Equally outrageous is the claim that the Brothers of Charity know more about moral theology than does the Vatican. Let us remember that here the Vatican is not just a bunch of people in Rome, but the mouthpiece for the bi-millennial Christian tradition. The Brothers are not just disagreeing with the Vatican and telling them that they know better: they are saying the same to St Augustine, St Thomas Aquinas and every Catholic theologian of the past you have ever heard of.
Someone called Herman van Rompuy rather let this out of the bag when he said that “The time of ‘Roma locuta causa finita’ is long past”. In other words, Mr van Rompuy rejects the authority of the Catholic Church in this and presumably other matters too. Well, we knew that. Anyone who supports euthanasia and enables euthanasia is ipso facto not a Catholic. Mr van Rompuy has declared his independence from the Catholic Church. I do hope he is refused Holy Communion if he has the chutzpah to turn up at the altar of his local or any other Catholic Church.

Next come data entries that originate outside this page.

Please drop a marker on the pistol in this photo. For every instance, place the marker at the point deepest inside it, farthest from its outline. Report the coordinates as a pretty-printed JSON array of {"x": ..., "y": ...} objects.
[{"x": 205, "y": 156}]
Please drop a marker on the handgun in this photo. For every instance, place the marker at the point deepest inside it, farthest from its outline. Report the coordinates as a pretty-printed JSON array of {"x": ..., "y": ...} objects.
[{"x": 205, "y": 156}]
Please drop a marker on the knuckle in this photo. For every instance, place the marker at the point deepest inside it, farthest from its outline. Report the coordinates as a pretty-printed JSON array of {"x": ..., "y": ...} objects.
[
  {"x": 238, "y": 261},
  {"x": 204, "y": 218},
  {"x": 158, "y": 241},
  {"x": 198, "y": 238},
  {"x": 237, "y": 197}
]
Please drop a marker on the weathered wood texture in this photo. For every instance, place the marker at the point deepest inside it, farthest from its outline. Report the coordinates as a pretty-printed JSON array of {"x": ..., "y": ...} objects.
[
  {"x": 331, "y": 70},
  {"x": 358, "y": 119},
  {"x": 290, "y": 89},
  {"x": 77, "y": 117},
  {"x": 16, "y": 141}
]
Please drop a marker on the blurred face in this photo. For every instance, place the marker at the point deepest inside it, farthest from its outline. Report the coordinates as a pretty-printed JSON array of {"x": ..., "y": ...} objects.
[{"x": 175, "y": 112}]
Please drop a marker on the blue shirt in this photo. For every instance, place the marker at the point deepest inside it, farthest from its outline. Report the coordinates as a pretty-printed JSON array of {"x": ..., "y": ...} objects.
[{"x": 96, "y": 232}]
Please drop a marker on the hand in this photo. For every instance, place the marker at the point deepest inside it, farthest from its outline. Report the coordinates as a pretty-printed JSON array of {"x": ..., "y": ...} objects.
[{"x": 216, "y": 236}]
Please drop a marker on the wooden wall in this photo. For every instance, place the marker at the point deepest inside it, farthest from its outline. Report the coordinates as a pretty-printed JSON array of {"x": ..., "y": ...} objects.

This, of course, leads us to the very important question: just who are the Brothers of Charity? Well, they are a religious order and they seem to have the characteristics of most Catholic orders these days, as a tour of their website shows. But what is easy to miss is that the Order, and the vast organisation of the same name that exists in Belgium, are rather different. “Altogether, there are 30,000 people who receive care or education through the Brothers of Charity, who have 12,000 employees and staff members in Belgium,” we read. The Belgian operation is presumably under the nominal authority of the religious order, but the lay people who run it (like Mr van Rompuy) are refusing to take their orders from the religious Brothers. This explains why the Superior of the Brothers, Brother René Stockman has taken exception to the position of the organisation and replied to their outrageous statement here. He says exactly what you would expect a Catholic to say, as far as I can see.
So the story here, and it is important to stress this, is not a religious order administering euthanasia, which would be shocking, but the only marginally less shocking phenomenon of a Catholic-in-name organisation, founded by a religious order, doing so. What we see here is what sometimes happens in other types of institutions: a Catholic foundation, placed under lay control, gradually losing its Catholic ethos.
So what happens now? My hope is that the Vatican will act swiftly to break the link between the order and the organisation that uses its name and that it will forbid the organisation to use the word Catholic in any of its literature. However, none of that will be easy. There is also the chance that the Church authorities will try to sack the lay leadership of the organisation, and re-Catholicise it, by imposing a new management team.
Whatever happens, it is going to be messy, and lawyers, both canon lawyers and civil ones, are bound to get involved. It will be a protracted business, sadly. But it has to be confronted. There is too much at stake. Mr van Rompuy and his associates have thrown down the gauntlet to Rome; Rome will have to respond further.